In the example showed in Fig. 3, we took into consideration three different coordinating groups as possible ligands for lead: COOH, hard, NH2, intermediate, and SH, soft donors. Furthermore, we also considered all the possible combination of them to obtain bidentate ligands, COOH-COOH; COOH-NH2, COOH-SH, NH2-NH2, NH2-SH, and SH-SH.

pH

Fig. 2. Species distribution diagrams for Pb2+ hydrolysis at two different total concentration 100 mg/L (solid lines) and 0.05 mg/L (dashed lines).

Starting from the distribution curves, obtained using the literature constants for lead complexes with different ligand bearing the above mentioned coordinating groups, some conclusions can be drawn. The soft metal Pb2+ ion prefers the soft SH group, which became completely coordinated in 4-6 pH range. No data is available in literature for a single NH2- Pb interaction. The carboxylic group forms a weak complex in the pH range corresponding to its deprotonation. The addition of a second group (COOH or SH) to the starting SH favours lead coordination, while the addition of a NH2 group has an adverse effect. Two vicinal COOH groups allow lead complexation at low pH values and act much better than a single COOH group, even if the per cent of complex formation is still much lower than that reached by SH groups. Regarding the coordinating properties related to the amino group, the complex formation, taking place at basic pH > 7, does not prevent the hydroxide formation.

2. Conclusion

The numerous studies on metal sorption by biomass are extremely spread: the investigation of the mechanism involved in metal ion sorption is performed by different techniques, methods and approaches that are related to the equipment availability in the researcher’s laboratories and to the researcher education. The use of highly sophisticated and extremely expensive techniques, as mentioned in the above sections, enables one to obtain structural information on the sorbent morphology and indirect knowledge of the implied sorption mechanisms, by comparing some physical properties of the material before and after metal sorption. Even if little importance is given to the classical chemical methods, such as potentiometry and alkaline and alkaline-earth metal ion release, these on the contrary offer several advantages, such as the easy availability in all laboratories, the fact that they are fast, cheap, and friendly-used. The main benefit of these methods is the attainment of quantitative results, which allow the evaluation of the amount and the kind of functional groups involved and the amount of exchanged metal ions.

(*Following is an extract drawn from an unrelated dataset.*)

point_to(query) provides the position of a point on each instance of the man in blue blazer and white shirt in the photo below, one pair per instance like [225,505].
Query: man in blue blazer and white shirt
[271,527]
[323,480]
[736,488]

We hope that the achievements obtained from this enormous quantity of research works can lead in the coming years to a real outlet of practical applications, even if a lack of protocol or systematic approach in this kind of studies has to be remarked. Furthermore, the reached level of knowledge acquired should allow the classification of biomass on the basis of structural coordinating groups on its surface, essential to forecast their behavior toward the different toxic metal ions. Thank to this information, it will be possible to depict the strength of interaction and the pH range more useful for metal removal.

The application of biosorption for effluent detoxification will have a strong ecological impact, joining the advantage of recycling waste biomass and of purifying contaminated waters from toxic metal ions.